Now the fun part.  Let’s go through a quick primer on some recent fintech initiatives that you may, or may not, have heard of that converted fintech’s unique characteristics into business initiatives that have each achieved valuations of over a billion dollars.  If any one of these founders had promised their earliest investors that they would now have a billion dollar valuation, the familiar skepticism would be present, and understandable.  Nonetheless, these are facts. This is the real world, not merely dreams.  This is the world in which Digatrade will be operating going forward – the world of “financial technology” entrepreneurism. Fertile ground for success.

          (In Reverse Order. All figures subject to change in value and method of calculation)

  • 11. Clover Health — $1.2 billion
    “Clover..aims to use data to improve its users’ health. The company analyzes patient data to identify gaps in care and potential medical issues, in order to prevent emergencies which might be costly to the insurance provider”
  • 10. Kabbage — $1.3 billion
    The company currently has more than 100,000 clients, and has lent more than $3.5 billion  to small and medium sized businesses since it launched.

  • 9. Robinhood — $1.3 billion
    “Robinhood, which was founded in 2012, is popular with Millennials who appreciate the $0 commission fee on its trades.
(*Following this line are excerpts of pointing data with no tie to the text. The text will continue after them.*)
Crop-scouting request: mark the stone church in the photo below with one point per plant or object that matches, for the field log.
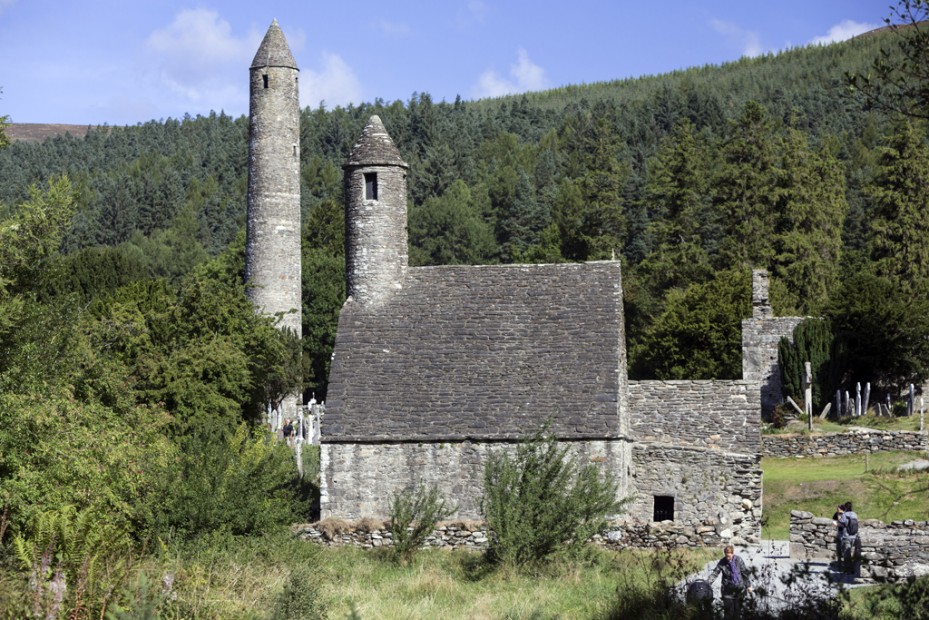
(436, 367)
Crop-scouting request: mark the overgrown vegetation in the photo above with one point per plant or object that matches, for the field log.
(540, 499)
(414, 514)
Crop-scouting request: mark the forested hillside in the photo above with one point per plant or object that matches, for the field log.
(691, 178)
(135, 374)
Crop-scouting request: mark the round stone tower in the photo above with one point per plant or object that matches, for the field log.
(272, 251)
(375, 217)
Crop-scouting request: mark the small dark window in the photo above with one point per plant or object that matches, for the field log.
(664, 508)
(370, 186)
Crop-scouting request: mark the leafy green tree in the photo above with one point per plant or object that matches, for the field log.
(699, 334)
(746, 192)
(541, 499)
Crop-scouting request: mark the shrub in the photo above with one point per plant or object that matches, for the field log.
(540, 499)
(301, 598)
(414, 514)
(246, 483)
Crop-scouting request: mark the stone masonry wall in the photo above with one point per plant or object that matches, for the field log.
(760, 337)
(719, 415)
(717, 495)
(357, 480)
(472, 535)
(889, 552)
(852, 442)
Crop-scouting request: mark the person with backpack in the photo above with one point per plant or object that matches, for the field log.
(735, 582)
(848, 536)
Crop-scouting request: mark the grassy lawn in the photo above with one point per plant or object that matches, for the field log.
(886, 423)
(818, 485)
(235, 578)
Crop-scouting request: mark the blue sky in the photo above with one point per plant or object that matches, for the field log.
(129, 61)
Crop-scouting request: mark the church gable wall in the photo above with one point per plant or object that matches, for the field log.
(717, 415)
(359, 479)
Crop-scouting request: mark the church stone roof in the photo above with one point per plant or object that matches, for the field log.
(375, 147)
(482, 352)
(274, 51)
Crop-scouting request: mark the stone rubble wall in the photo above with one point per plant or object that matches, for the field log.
(718, 415)
(889, 552)
(473, 535)
(852, 442)
(711, 489)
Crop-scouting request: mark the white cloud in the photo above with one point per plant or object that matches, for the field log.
(843, 31)
(392, 29)
(747, 40)
(336, 84)
(525, 75)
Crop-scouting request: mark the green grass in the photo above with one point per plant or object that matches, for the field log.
(226, 577)
(818, 485)
(886, 423)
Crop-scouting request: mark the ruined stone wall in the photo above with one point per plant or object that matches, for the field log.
(717, 495)
(472, 535)
(376, 235)
(719, 415)
(357, 480)
(760, 337)
(889, 552)
(852, 442)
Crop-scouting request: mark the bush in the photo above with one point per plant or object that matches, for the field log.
(245, 483)
(414, 515)
(301, 598)
(540, 499)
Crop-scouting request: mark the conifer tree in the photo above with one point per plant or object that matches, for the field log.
(899, 240)
(812, 209)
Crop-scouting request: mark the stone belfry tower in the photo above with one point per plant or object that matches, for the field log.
(272, 251)
(376, 253)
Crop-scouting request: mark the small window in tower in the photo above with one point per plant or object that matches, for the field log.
(664, 508)
(370, 186)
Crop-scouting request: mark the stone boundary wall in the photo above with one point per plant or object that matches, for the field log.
(889, 552)
(473, 535)
(719, 415)
(710, 489)
(852, 442)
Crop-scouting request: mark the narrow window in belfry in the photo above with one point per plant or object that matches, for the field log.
(370, 186)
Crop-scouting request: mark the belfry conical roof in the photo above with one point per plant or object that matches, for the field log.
(274, 51)
(375, 147)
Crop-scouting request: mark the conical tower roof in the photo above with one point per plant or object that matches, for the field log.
(274, 51)
(375, 147)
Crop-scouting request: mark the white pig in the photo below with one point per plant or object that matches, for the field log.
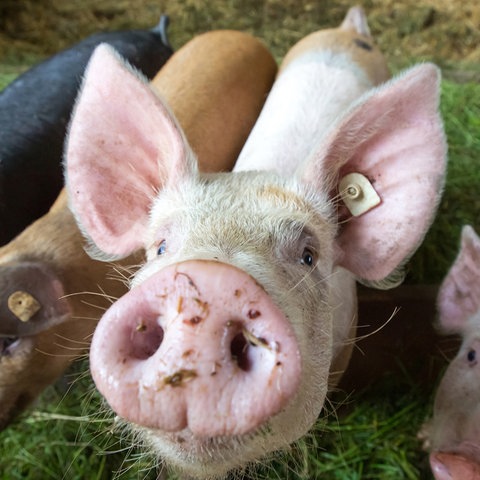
(221, 352)
(454, 431)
Despite rejecting the common revenue model of its legacy competitors like Charles Schwab and E*Trade, the company makes money on interest from dollars and cents left in its customer’s accounts.”
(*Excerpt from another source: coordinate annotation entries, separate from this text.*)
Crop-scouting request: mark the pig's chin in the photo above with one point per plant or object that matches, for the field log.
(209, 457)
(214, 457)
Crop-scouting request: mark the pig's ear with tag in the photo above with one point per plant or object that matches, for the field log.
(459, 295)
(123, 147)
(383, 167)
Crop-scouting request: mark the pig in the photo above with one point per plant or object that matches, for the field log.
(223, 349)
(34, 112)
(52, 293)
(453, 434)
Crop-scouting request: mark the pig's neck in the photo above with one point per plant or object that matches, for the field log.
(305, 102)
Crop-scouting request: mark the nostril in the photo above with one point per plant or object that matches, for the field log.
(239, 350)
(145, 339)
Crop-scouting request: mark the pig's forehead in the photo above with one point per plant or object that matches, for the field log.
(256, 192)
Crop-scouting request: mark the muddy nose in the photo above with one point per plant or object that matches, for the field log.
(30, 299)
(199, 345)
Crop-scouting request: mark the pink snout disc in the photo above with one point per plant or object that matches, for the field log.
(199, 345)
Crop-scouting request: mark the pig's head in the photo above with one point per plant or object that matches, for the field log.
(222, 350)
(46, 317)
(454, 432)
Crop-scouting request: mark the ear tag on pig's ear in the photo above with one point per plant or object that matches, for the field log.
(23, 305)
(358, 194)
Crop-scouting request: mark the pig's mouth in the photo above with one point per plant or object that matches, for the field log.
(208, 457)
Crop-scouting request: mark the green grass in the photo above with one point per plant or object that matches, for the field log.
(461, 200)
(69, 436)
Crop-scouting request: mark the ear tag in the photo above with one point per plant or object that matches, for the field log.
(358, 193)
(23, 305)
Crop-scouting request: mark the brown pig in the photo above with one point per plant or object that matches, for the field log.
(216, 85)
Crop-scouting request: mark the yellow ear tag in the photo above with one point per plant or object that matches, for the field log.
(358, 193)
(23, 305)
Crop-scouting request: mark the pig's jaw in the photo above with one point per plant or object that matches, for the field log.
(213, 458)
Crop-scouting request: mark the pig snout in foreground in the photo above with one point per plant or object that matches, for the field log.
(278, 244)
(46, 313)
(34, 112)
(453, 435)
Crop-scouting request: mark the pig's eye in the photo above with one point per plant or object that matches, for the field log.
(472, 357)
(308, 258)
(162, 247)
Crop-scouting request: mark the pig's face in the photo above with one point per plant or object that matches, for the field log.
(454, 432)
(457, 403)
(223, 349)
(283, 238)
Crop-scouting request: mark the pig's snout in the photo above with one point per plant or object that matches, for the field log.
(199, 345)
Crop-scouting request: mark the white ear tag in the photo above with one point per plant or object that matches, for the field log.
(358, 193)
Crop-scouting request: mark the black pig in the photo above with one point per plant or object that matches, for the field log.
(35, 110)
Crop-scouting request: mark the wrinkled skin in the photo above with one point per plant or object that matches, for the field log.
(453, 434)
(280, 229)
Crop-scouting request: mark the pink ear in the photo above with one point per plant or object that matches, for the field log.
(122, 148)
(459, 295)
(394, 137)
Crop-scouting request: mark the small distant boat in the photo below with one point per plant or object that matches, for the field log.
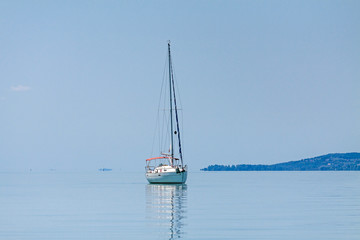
(105, 169)
(167, 168)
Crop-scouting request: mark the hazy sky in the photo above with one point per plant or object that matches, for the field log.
(260, 81)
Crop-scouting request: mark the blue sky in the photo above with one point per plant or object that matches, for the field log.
(260, 81)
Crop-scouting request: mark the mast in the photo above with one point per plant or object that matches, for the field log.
(171, 117)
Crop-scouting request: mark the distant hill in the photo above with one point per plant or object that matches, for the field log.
(329, 162)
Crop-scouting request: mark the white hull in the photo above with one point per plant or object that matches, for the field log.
(166, 177)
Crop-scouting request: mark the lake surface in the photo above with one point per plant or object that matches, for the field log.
(212, 205)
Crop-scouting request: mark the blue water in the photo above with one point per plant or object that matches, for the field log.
(212, 205)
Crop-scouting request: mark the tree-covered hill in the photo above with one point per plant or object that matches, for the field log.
(329, 162)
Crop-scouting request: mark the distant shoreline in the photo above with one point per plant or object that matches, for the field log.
(329, 162)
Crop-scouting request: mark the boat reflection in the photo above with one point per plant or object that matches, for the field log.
(166, 209)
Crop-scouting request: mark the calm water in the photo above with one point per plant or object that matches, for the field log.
(212, 205)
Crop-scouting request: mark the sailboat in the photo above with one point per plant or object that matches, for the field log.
(168, 168)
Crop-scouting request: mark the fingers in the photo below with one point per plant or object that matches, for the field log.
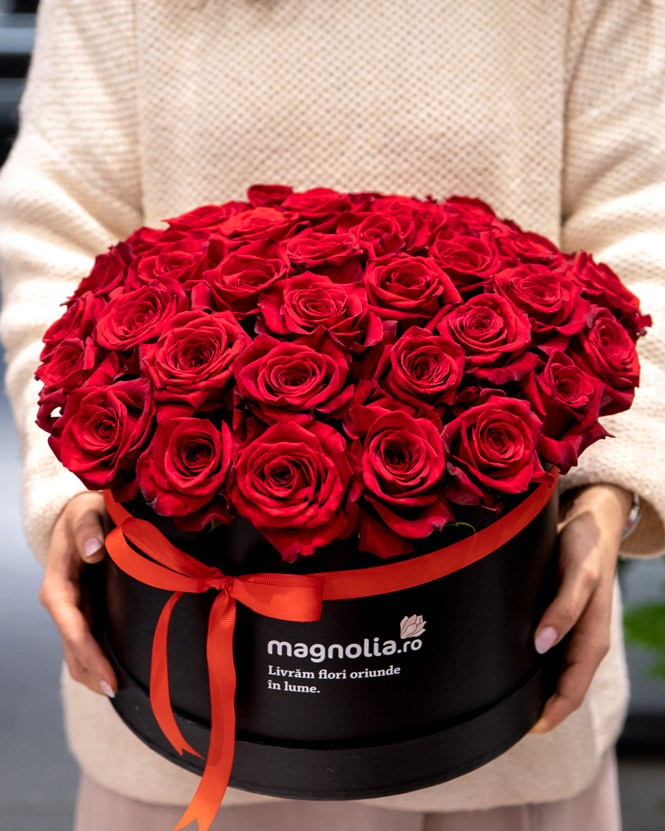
(581, 609)
(86, 528)
(61, 594)
(588, 645)
(580, 578)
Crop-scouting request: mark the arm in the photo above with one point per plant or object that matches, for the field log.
(614, 205)
(69, 189)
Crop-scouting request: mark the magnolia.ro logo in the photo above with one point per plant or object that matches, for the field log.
(411, 627)
(410, 630)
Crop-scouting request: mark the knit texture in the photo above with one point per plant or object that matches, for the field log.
(137, 111)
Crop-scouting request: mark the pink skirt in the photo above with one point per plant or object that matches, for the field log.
(595, 809)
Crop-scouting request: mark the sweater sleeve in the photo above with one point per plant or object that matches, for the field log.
(614, 205)
(69, 189)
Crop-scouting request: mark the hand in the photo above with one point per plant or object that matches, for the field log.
(77, 539)
(589, 538)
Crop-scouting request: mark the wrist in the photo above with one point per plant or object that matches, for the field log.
(610, 503)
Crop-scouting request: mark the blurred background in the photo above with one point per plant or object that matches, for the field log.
(38, 776)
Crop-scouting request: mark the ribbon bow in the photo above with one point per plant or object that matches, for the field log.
(282, 596)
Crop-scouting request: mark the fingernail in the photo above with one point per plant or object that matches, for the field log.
(107, 689)
(539, 727)
(91, 547)
(545, 639)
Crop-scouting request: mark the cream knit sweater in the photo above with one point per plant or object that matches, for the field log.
(137, 110)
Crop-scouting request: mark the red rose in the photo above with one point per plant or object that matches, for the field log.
(607, 351)
(102, 432)
(291, 381)
(239, 279)
(182, 257)
(472, 216)
(140, 316)
(494, 335)
(469, 262)
(192, 362)
(417, 220)
(69, 364)
(602, 286)
(317, 204)
(259, 224)
(493, 446)
(335, 255)
(401, 462)
(376, 233)
(295, 485)
(186, 465)
(108, 273)
(77, 322)
(260, 196)
(311, 304)
(405, 288)
(206, 217)
(567, 401)
(421, 368)
(552, 301)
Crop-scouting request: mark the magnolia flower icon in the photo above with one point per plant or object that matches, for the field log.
(411, 627)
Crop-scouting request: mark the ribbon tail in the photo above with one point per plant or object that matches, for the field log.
(219, 761)
(159, 681)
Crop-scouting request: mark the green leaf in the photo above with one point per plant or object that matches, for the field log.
(644, 626)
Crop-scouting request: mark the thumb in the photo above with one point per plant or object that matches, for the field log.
(86, 528)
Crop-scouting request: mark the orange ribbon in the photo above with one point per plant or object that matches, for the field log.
(281, 596)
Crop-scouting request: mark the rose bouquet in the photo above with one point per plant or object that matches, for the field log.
(301, 369)
(327, 364)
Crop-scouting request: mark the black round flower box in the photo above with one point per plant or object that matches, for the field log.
(382, 695)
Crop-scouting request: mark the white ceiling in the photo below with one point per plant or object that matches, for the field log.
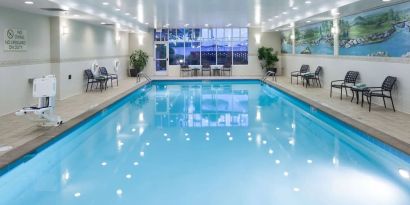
(143, 14)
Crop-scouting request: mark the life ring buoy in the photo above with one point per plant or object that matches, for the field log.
(95, 68)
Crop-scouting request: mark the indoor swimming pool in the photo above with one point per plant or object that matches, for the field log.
(210, 142)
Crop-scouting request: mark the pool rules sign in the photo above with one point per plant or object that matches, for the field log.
(15, 39)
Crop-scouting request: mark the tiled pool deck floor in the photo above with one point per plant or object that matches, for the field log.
(22, 135)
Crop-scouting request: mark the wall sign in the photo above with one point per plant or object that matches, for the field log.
(15, 39)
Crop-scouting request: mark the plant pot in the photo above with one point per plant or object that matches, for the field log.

  • 8. Avidxchange — $1.4 billion
    “Since its launch in 2000, the enterprise tech company, which offers services as banal as accounts payable and on-demand invoice management.”

  • 7. Coinbase — $1.6 billion
    “Its success comes at a time of transition for cryptocurrencies from a side project for hackers to a mainstream investment option; many users are still intimidated by cryptocurrencies and the blockchain technology behind it, so they rely on companies like Coinbase to authenticate their investments, and bring a bit of old school establishment to the Wild West of digital exchanges.”

  • 6. Apttus — $1.9 billion
    “The company, which was founded in 2006, specializes in what it calls “quote-to-cash software” — essentially, Apttus uses artificial intelligence to make the sales contract process go more smoothly.”

  • 5. Avant — $2 billion
    “The personal loan company….uses a mix of artificial intelligence and consumer data to establish interest rates for customers.”

  • 4. Oscar — $2.7 billion
    “The company sells individual health insurance plans on a user-friendly digital interface with branding that screams lifestyle brand, rather than the more stodgy safety-net vibe from brick and mortar insurance vets.”

  • 3. Credit Karma — $3.5 billion
    “The personal finance company, which specializes in issuing free credit scores and reports, launched in 2007. It’s since taken over the digital credit monitoring space, thanks in part to large scale data breaches like Equifax, which have left consumers concerned about fraudulent credit activity.”

  • 2. SoFi — $4.4 billion
    “SoFi — short for Social Finance — is an online lender which focuses on refinancing student loans and mortgages for low-risk borrowers. It’s made a dent in the financial service space as a new type of lender outside of the traditional banks.”


  • 1. Stripe — $20 billion
    “Stripe is a payments processing startup that lets any business accept credit cards, Apple Pay, and other similar services. Some of its biggest customers include Lyft, Salesforce and Amazon. It’s quickly become the standard for online payments, though the company still faces some competition from startups like Braintree and longtime power players like PayPal.”